I was blessed recently to attend a conference on “discernment of spirits.” What do the actions of God in a soul look and feel like? How do we experience them? How can we tell which of our thoughts to accept and which to reject?

After two talks detailing how to recognize which movements of the soul come from God and which don’t, we held a round-table in which participants were invited to share their own experiences, so we could "see" what we’d been studying in practice.

A woman I’ll call Joan revealed an amazing story which she gave me permission to re-tell anonymously.

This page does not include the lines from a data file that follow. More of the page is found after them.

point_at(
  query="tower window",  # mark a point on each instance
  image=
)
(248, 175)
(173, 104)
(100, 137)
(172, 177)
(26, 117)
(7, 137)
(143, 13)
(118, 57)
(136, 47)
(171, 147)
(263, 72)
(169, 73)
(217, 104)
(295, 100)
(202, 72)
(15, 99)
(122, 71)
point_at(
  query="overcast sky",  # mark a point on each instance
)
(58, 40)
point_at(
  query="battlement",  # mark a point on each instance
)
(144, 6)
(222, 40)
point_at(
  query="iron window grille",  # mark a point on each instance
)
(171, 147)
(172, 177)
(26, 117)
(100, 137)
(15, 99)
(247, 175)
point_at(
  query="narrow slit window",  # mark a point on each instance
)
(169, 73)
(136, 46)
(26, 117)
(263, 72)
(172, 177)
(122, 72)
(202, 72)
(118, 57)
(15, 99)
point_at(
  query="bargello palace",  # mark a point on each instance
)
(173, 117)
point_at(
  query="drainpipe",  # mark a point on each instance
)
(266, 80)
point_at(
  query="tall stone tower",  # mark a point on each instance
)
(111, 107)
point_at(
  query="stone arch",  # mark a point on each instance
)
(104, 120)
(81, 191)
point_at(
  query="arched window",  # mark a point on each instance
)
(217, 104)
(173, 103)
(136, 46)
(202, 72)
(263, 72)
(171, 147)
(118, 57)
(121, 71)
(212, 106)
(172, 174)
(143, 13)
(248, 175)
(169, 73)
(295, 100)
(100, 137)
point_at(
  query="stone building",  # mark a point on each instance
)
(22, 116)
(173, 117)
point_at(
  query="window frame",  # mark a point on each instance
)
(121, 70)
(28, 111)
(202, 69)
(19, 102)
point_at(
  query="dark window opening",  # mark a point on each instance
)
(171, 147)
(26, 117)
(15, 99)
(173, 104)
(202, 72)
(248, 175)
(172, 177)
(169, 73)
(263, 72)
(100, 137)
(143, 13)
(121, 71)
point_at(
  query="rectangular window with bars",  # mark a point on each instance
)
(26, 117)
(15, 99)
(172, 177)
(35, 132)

As sometimes happens, the birth of one of her children brought distinct memories of childhood abuse she'd only vaguely dealt with to the fore in a powerful way. She entered depression and deep spiritual darkness, during which she was consumed with two thoughts: hatred for her abuser and deep rage against God for abandoning her.  "I was helpless and innocent," she scolded Him, "and where were You?"
 
This condition persisted for some time, her faith life plunging to nothingness (though she continued to attend Sunday Mass). 

One day, during a routine visit, her mother-in-law (knowing nothing of these difficulties) asked Joan to go to mass with her, casually mentioning that the priest who would celebrate was battling depression and needed prayers.

Joan approached the priest afterward to say that she had empathy because she was suffering from depression too.
 
"You need an anointing," he said.  She tried to demur, but he insisted, so she received the Sacrament of Anointing of the Sick, and felt one degree better.

One degree from black is still black though, so she remained in spiritual darkness. The thought occurred to her, "Whatsoever you do to the least of these, that you do unto me."  She knew that this was somehow the answer, but she was furious with God and refused to pray or "unpack" this idea.
 
Shortly thereafter her husband said on a Sunday, "Hon, let's go to mass together this week. I'll hold the baby part of the time and you hold him part of the time, and we'll both get to pray." 

When her turn came, she knelt in the pew, relented, and said to God, "Fine! Whatsoever you do to the least of these, that you do unto me. What the hell does that mean?!"
 
...And suddenly it dawned on her what it meant.

She had never been alone, Christ had been with her the entire time, and her abuser had hurt not only her but Jesus himself.
 
As she spoke these things, her eyes filled with tears of joy recalling her liberation.

"When you have been used as an object of degradation and filth, that's what you think you are, so I had been carrying around this spiritual tar, as if I were nothing, just a piece of trash. Now I almost physically felt all that tar lift off me and land where it belonged: on him."
 
"In an instant I understood God’s love for me and my own worth.”

God was not done, however.

“Then I saw my abuser, whose face I had wanted to rip off, covered in this tar.  I remembered what it felt like to carry that –and it had never belonged to me, and did belong to him.

“Awful! I felt such compassion for him. The hatred disappeared and I felt a strong impulse to make sacrifices and pray for him so that he could be saved."
 
"And then in my head I heard the Lord say to me, " ...and if you did that, this evil would be made a good."
 
"I had in a short period of time a complete healing of myself, the total transformation of my hate into compassion, and a profound experience of God's capacity to transform any evil into good. That is what He does."

Every woman sitting at that round-table had such a story. Not all were as dramatic, but each revealed the tenderness and intimacy and specificity with which God touches each individual soul with just exactly what it needs.

As St. Julie Billiart says, “How good is the good God!”